PARIS -- Greece's debt crisis is the biggest credibility test the euro zone has faced since the single currency was created.

At stake is whether the 16 countries that share the European Union's currency can make a wayward member with a weak economy take drastic measures to cut its budget deficit without calling in the International Monetary Fund or sparking a social revolt.

This will involve an unprecedented level of EU tutelage over a sovereign state's finances, but without the IMF's leverage of disbursing or withholding loans in tranches.

Europe's policy instruments are blunter and would be economically harmful to apply.

Unless Athens takes swift action to slash spending and raise revenue, it risks costly EU sanctions and further downgrades by credit ratings agencies that would sharply raise its borrowing costs and deepen its economic recession.

EU officials say Greece has only itself to blame.

The country cheated its way into the euro in 2001 by fiddling its statistics and failed to curb its budget shortfall in the boom years. It will have the highest debt level as a proportion of economic output in the euro zone this year.
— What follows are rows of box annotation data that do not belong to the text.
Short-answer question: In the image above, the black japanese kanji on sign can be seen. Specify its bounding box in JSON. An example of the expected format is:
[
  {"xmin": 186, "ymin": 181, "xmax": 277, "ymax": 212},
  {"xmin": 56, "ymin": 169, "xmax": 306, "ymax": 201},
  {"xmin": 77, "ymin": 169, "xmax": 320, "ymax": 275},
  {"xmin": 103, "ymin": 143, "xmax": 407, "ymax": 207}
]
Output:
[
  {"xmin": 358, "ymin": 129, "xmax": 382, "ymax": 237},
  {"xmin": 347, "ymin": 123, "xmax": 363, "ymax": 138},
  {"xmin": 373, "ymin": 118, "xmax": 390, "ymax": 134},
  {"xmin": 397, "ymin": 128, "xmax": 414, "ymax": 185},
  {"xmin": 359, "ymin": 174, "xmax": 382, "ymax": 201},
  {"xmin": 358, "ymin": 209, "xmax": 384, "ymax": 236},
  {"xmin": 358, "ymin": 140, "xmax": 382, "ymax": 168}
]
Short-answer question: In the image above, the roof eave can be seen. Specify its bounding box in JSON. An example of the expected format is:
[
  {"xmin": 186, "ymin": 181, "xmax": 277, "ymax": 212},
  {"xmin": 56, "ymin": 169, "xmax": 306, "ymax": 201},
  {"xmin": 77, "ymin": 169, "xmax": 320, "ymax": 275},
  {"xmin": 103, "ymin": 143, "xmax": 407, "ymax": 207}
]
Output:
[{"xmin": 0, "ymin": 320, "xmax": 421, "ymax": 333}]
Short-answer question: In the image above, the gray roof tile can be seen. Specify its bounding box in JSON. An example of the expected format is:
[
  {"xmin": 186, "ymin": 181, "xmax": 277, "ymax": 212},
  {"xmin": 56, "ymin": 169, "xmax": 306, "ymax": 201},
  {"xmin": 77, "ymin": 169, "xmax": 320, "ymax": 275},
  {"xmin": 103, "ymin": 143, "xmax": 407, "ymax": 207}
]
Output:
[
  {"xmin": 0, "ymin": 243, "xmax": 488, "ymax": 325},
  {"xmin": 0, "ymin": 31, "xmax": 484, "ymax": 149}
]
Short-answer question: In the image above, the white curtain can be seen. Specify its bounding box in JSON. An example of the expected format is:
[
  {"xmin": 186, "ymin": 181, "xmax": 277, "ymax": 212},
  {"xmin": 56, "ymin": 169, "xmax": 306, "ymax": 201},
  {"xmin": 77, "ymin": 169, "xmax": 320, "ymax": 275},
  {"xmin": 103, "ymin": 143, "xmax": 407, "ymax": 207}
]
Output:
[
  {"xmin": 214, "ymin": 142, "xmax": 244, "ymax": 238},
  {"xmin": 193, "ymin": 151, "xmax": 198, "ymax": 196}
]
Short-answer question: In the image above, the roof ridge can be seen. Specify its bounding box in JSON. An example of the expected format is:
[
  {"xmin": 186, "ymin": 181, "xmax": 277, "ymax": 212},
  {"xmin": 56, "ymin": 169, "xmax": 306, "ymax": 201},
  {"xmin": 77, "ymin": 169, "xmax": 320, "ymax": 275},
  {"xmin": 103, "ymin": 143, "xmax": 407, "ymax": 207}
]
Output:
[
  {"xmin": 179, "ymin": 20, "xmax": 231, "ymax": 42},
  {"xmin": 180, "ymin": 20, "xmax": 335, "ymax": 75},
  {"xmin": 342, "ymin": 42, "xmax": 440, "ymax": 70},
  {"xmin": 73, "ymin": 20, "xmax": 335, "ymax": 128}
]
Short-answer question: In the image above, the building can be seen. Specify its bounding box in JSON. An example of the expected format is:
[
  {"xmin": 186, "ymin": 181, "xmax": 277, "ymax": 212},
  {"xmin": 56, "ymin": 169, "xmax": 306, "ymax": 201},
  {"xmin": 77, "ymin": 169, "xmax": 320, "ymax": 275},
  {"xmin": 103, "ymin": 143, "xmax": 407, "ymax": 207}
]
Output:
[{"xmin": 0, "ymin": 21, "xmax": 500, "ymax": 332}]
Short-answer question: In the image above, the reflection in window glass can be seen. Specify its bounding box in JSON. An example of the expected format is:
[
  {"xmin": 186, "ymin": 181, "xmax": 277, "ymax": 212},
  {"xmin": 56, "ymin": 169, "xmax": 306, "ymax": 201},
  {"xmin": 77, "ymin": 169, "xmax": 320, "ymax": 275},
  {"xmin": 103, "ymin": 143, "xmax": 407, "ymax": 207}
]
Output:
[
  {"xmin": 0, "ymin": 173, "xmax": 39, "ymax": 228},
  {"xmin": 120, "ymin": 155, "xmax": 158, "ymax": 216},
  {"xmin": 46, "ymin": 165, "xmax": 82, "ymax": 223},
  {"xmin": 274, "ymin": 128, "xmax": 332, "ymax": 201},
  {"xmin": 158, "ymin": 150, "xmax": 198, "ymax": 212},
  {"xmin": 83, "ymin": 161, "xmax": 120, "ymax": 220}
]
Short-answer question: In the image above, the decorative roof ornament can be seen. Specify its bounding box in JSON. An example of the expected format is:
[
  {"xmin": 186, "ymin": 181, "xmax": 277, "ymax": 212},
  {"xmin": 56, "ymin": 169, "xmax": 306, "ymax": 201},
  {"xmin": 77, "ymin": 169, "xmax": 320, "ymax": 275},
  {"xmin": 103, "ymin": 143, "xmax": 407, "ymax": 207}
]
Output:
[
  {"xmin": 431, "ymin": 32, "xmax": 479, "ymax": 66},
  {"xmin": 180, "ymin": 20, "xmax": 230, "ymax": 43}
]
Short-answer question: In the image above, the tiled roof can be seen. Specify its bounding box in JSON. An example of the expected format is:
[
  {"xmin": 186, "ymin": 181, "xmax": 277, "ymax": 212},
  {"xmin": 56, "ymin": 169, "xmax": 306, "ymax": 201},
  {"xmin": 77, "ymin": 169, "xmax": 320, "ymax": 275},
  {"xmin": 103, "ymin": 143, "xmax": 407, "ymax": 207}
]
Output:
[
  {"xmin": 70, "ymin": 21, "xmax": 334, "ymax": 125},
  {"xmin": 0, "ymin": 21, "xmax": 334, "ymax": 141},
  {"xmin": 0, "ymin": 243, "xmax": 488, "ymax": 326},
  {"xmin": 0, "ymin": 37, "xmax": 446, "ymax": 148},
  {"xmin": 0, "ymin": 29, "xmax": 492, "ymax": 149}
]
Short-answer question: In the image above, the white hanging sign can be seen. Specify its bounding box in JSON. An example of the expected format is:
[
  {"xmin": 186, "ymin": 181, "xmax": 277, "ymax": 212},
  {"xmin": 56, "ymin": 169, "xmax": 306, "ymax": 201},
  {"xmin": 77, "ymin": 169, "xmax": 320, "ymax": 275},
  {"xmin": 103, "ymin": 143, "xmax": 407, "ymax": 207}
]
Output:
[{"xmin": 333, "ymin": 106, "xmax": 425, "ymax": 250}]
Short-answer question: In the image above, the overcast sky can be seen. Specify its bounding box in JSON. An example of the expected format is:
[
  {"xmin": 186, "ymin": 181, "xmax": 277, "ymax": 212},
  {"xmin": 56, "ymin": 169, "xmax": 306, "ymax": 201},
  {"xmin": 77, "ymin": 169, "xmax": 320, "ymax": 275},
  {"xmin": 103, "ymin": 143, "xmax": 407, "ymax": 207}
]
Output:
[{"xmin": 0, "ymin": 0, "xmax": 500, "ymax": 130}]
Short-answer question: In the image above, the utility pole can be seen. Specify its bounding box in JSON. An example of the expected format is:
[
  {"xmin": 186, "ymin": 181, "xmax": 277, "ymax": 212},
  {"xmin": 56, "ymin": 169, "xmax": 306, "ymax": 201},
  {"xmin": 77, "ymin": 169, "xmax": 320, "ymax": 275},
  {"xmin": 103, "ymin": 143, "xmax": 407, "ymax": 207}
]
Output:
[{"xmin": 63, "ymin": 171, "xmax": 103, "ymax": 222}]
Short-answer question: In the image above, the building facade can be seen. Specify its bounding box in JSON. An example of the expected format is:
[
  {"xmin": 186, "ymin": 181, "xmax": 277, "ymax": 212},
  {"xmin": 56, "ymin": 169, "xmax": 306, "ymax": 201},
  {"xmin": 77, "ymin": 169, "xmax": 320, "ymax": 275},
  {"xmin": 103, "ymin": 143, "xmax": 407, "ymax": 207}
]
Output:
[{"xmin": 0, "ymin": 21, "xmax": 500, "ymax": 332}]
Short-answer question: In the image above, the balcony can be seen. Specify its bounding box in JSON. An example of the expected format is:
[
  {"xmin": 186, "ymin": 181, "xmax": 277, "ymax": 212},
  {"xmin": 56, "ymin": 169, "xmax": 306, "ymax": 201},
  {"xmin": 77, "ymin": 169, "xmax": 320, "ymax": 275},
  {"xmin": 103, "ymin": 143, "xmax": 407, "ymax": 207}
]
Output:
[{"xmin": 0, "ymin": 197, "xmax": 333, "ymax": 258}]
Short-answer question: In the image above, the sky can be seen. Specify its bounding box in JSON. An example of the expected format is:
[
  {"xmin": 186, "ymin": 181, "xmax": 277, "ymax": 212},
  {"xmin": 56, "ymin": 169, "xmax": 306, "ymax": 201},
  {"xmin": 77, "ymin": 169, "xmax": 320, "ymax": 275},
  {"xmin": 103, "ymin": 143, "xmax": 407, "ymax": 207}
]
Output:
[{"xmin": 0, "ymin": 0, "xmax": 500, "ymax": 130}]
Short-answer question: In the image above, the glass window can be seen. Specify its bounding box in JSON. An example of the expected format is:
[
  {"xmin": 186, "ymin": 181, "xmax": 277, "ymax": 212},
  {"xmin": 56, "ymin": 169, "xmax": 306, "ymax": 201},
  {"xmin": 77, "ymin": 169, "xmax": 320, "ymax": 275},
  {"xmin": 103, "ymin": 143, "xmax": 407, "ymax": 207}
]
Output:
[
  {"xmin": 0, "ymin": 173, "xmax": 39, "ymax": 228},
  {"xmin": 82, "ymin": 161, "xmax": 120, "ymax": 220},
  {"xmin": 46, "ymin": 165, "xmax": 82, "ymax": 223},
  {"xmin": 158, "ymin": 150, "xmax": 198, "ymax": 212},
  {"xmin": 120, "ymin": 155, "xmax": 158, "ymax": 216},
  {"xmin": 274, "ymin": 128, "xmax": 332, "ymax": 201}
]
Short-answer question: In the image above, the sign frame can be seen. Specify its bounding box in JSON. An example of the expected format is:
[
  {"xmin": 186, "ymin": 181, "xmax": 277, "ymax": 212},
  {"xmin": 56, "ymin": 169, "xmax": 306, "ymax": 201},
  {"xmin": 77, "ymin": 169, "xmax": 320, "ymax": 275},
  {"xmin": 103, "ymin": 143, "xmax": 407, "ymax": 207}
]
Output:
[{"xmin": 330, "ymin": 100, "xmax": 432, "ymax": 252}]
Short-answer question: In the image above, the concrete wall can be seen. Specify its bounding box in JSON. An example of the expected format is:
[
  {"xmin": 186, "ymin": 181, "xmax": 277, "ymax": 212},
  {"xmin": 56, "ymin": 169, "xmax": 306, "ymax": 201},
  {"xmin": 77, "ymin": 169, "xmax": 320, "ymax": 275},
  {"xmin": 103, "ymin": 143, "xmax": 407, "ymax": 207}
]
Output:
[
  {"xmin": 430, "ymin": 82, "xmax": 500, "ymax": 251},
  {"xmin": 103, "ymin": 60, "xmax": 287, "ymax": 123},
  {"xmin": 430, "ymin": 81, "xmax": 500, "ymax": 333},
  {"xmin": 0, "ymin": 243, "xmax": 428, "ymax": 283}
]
Years of concealment led to last October's admission by the newly elected Socialist government that the 2009 deficit would be a stunning 12.7 percent of gross domestic product, more than twice the level forecast by its conservative predecessor.

“Because of the history, there is not much sympathy out there for Greece,” said a European Commission official involved in the drive to enforce fiscal discipline. “There is a very strong determination to apply the rules.”

Prime Minister George Papandreou has promised to bring the deficit down to the EU ceiling of 3 percent of GDP in 2012, starting with a giant cut of four percentage points this year.

But financial markets and many EU officials don't believe he can achieve that based on budget plans announced so far and are pressuring Athens to make deeper spending cuts.

The government is due to submit a new three-year fiscal plan to the European Commission this month and EU finance ministers are likely to issue a virtual ultimatum in mid-February giving Greece four months to take corrective action or face sanctions.

Papandreou has so far rejected market pressure to cut public sector wages and pensions, which he fears would trigger social unrest in a country with a tradition of violent protest.

The government has said it will propose a pensions reform to parliament in April and a corrective budget if needed.